Thursday, 18 Apr 2024

Manitoba to implement mandatory entry-level training for commercial truck drivers

With the recent sentencing of the driver in the Humboldt Broncos tragedy, truck safety is on a lot of minds.

Manitoba infrastructure minister Ron Schuler and Crown services minister Collen Mayer will be speaking to media Tuesday morning about mandatory entry-level training for commercial truck drivers.

While there is currently no mandatory training in Manitoba, there is an industry-accepted standard for registered schools of 240 hours, or six weeks of training.

Manitoba Infrastructure Minister Ron Schuler.

Representatives of Manitoba’s trucking industry support mandatory training, but expressed concerns last year that provincial regulations may not go far enough.
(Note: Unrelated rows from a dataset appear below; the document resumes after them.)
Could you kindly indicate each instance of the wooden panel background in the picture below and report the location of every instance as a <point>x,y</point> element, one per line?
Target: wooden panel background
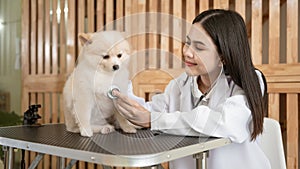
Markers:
<point>50,48</point>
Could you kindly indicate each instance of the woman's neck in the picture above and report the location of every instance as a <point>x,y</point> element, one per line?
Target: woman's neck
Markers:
<point>205,82</point>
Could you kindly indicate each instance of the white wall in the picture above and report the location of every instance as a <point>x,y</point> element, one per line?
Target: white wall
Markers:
<point>10,33</point>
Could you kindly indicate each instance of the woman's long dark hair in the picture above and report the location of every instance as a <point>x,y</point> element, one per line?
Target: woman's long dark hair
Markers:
<point>228,32</point>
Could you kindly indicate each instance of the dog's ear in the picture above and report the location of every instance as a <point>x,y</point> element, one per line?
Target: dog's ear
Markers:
<point>84,38</point>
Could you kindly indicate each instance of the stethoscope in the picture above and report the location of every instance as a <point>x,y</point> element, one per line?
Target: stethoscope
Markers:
<point>192,87</point>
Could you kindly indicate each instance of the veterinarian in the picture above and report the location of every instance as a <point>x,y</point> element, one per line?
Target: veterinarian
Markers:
<point>220,94</point>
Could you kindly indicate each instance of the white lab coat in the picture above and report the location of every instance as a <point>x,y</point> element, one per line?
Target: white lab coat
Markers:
<point>222,113</point>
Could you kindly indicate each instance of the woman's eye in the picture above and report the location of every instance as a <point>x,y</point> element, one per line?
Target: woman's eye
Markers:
<point>106,57</point>
<point>187,43</point>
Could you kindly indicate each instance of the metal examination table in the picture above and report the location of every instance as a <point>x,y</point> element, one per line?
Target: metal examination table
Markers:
<point>146,148</point>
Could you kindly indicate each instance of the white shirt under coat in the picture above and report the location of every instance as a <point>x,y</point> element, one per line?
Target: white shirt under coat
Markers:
<point>222,113</point>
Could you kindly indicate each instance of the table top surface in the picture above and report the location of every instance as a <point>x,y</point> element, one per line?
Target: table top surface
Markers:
<point>144,148</point>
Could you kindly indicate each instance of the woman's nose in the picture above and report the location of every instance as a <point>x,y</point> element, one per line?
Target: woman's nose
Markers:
<point>187,51</point>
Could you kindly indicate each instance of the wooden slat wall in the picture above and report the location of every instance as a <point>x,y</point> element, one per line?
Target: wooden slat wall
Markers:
<point>50,48</point>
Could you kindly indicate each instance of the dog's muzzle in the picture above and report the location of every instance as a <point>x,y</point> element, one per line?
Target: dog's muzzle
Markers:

Alberta and Saskatchewan recently implemented mandatory training of 120 hours – half the length of the unofficial training time here in Manitoba.

Manitoba is the fourth province to announce mandatory entry-level training for commercial truck drivers.

In Saskatchewan people who want to operate a semi-truck has to undergo a minimum of 121.5 hours of training. This includes instruction in a classroom, in the yard and behind the wheel before taking the road test.

There will also be a 12-month safety monitoring program introduced for all new semi-drivers.

In Ontario, you have to take a mandatory entry-level training course that includes at least 103.5 hours of instruction. Applicants also need to submit a medical report and pass a vision test before passing a knowledge and road test.

In Alberta you have to take a pre-license training course that takes 113 hours to complete plus additional air brake training. Then you have to pass a knowledge test and a road test before you can hit the road.

Global News will aim to livestream the announcement, happening at 11 a.m.